Index

Designing Workflows for Humans and Machines: From AI Assistance to Automation

The Challenge

I needed to add a new repository (MX-Audit) to our multi-repository hub system. The process involved:

I’d done similar tasks before, but each time the exact sequence of commands escaped me. Should I initialize first or onboard first? What about the submodule commits? It was a 30-minute task that felt like it should take 5.

So I tried something different. Instead of figuring it out myself, I asked Claude to investigate the process, create a plan, execute it, and then - here’s the key part - automate it so I’d never need AI assistance for this task again.

This is designing for both humans and machines.
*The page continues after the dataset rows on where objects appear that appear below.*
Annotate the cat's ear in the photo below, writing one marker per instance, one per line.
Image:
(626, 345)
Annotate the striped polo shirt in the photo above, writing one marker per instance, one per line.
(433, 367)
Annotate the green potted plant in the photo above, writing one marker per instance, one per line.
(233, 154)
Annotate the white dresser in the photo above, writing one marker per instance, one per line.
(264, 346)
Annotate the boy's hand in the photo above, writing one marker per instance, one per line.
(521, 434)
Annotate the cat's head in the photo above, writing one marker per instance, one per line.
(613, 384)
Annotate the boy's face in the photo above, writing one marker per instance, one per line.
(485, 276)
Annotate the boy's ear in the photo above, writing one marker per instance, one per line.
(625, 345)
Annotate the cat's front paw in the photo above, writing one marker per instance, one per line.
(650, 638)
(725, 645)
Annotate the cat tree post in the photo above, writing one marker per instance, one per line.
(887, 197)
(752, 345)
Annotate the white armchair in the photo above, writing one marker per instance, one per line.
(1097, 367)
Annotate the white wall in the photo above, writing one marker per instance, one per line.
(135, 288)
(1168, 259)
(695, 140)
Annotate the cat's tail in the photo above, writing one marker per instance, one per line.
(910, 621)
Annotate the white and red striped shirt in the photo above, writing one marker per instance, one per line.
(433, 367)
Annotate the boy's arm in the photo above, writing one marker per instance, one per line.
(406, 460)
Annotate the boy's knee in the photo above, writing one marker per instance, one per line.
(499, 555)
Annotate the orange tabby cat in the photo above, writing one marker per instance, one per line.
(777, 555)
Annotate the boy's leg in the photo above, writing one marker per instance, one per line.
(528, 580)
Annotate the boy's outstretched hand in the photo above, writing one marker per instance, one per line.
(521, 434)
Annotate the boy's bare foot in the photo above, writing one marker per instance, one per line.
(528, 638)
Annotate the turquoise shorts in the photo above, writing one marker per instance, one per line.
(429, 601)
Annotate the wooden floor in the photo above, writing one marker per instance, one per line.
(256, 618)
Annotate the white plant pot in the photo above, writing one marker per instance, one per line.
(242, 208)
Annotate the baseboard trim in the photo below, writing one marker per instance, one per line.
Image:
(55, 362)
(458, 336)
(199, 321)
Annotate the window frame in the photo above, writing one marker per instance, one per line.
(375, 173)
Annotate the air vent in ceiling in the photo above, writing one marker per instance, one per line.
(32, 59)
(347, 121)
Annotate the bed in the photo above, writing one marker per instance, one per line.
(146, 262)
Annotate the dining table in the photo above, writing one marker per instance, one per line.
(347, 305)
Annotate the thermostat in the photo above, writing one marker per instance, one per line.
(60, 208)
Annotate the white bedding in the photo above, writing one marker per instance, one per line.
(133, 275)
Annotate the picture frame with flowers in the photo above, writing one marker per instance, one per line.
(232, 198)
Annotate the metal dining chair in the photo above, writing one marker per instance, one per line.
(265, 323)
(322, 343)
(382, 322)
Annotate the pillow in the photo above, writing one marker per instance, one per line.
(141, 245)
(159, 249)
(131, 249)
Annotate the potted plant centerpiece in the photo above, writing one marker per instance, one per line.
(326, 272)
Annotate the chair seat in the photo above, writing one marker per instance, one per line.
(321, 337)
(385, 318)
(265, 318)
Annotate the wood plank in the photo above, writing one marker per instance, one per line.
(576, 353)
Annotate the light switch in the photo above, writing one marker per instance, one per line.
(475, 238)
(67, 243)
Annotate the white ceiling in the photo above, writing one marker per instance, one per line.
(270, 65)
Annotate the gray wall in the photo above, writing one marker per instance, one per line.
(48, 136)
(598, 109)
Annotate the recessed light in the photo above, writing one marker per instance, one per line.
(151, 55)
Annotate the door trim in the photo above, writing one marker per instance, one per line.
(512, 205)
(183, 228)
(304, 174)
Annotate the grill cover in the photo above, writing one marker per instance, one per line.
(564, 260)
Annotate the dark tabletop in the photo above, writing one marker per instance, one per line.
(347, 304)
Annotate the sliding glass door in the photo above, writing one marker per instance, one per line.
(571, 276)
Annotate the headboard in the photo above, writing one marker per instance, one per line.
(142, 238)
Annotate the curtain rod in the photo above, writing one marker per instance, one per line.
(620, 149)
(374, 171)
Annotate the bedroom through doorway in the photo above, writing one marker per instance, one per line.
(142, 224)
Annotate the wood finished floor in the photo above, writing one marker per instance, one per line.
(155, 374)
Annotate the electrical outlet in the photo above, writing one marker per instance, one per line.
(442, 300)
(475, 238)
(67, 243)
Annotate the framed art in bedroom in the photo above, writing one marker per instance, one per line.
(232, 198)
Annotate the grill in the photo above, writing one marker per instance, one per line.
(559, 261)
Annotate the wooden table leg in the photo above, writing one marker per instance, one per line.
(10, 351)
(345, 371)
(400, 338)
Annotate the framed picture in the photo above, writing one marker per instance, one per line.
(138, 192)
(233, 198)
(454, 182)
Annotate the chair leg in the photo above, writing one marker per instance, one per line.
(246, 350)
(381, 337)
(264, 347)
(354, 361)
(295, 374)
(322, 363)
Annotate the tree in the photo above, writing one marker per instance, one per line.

Phase 1: Investigation with /maxine

I invoked the /maxine command with a simple request:

i want to add a new repo to packages and onboard it
https://github.com/digital-domain-technologies/MX-Audit

Maxine is a Claude Code skill that acts as an intelligent chief of staff. It follows a 5-phase workflow:

  1. Intent Analysis - Understand what you’re asking for
  2. Investigation - Search the codebase for patterns and documentation
  3. Context Gathering - Understand repository state and recent work
  4. Analysis Report - Present findings and wait for approval
  5. Action - Execute the plan (only after approval)

What Maxine Discovered

Maxine investigated the codebase and found:

Current State:

The Onboarding System:

Maxine discovered we had a 7-step onboarding process that:

  1. Generates .mx.yaml.md metadata files for all directories
  2. Installs pre-commit validation hooks
  3. Adds npm scripts (mx:generate, mx:validate, mx:enhance, mx:effective)
  4. Updates README.md and creates CLAUDE.md
  5. Enhances metadata from README content
  6. Computes effective inheritance values
  7. Validates the entire setup

Pattern Recognition:

By reading .gitmodules and examining existing packages, Maxine identified the naming convention:

The Questions

Maxine asked two clarifying questions:

1. Location:

2. Local name:

I confirmed the defaults, and Maxine created a comprehensive plan.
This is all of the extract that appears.